In 2007 countless dogs died from melamine in pet food.  The manufacturers of these products did not add melamine to their food.  It was in the raw materials they purchased from China.  Melamine is still being detected in China imports – and it is in the food for human consumption.  Check out this article by Susan Thixton from The Truth About Pet Food:  Is it Melamine Again?  FDA records as recent as this month show melamine in shortbread cookies destined for store shelves.  And the FDA inspects only 2% of the imported food so we have no way of knowing if melamine is in our food supply. 

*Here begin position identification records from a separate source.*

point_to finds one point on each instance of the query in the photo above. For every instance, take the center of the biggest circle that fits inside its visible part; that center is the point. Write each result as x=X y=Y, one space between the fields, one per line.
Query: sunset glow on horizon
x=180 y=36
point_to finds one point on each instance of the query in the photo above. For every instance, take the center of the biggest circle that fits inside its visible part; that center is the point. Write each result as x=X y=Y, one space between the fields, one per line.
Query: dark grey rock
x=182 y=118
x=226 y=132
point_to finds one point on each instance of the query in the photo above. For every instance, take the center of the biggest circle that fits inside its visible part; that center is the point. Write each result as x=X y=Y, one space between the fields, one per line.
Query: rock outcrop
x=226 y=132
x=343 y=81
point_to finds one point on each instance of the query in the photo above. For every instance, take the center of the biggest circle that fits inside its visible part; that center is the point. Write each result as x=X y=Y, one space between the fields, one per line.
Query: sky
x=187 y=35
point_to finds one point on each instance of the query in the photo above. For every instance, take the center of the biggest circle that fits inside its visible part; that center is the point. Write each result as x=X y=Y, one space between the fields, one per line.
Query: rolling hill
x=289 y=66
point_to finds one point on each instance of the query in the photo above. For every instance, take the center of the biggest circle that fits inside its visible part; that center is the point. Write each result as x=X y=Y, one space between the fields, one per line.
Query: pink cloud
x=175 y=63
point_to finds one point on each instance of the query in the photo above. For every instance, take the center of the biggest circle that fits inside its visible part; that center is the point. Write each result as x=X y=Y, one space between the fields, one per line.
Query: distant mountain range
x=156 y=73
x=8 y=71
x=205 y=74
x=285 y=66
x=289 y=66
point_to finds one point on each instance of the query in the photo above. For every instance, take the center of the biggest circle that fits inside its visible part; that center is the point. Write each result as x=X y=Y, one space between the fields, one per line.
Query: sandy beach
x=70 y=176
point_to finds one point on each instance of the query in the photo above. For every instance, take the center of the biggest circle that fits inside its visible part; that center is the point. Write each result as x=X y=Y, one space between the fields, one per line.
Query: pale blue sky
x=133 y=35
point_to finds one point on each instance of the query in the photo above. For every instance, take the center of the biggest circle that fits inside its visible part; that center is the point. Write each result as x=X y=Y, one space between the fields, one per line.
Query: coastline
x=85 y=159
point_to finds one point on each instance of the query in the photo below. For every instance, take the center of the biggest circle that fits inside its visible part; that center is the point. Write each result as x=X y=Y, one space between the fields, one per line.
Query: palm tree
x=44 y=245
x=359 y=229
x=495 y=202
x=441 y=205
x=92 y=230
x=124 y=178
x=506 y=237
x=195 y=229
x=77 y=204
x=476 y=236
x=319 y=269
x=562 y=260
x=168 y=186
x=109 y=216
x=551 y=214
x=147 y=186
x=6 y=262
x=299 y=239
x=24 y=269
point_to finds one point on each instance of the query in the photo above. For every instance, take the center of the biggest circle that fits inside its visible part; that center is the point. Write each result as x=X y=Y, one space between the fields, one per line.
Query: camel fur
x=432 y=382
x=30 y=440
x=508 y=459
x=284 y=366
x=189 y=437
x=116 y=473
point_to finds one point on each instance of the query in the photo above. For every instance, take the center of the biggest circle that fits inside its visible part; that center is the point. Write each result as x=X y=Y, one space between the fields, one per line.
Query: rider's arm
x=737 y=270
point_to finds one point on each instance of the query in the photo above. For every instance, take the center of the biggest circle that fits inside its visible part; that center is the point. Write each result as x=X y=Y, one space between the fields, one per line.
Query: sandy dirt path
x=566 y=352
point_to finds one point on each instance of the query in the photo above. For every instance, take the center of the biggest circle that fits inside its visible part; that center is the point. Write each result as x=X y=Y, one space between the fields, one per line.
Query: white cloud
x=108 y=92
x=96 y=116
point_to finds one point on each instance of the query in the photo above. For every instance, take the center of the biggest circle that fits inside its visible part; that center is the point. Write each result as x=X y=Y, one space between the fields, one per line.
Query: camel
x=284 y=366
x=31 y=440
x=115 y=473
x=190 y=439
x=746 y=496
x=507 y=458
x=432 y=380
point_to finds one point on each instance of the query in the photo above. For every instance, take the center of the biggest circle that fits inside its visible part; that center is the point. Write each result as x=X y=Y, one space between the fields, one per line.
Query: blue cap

The pet food I pulled from our shelves today are:
Nature’s Variety – rabbit formula only
Sojos – Complete and Grain Free formulas (Their original formula contains only US sourced ingredients)
By Nature – all varieties
NutriSource – all varieties
Taste of the Wild – all varieties

Over the next few days I will be contacting the manufacturers of all of the supplements and treats that we sell.  And I will follow up with the pet food companies who have not returned my calls.  If any include raw material sourced from China they will also be pulled from our shelves.

We can make a difference with our pocketbooks.  It is time to give a clear message to companies that we demand safe products for ourselves and our pets.  Purchasing ingredients from a country with both historical and current evidence of adulterating food is unacceptable. 

You can find more information about melamine at the Centers for Disease Control and Prevention website.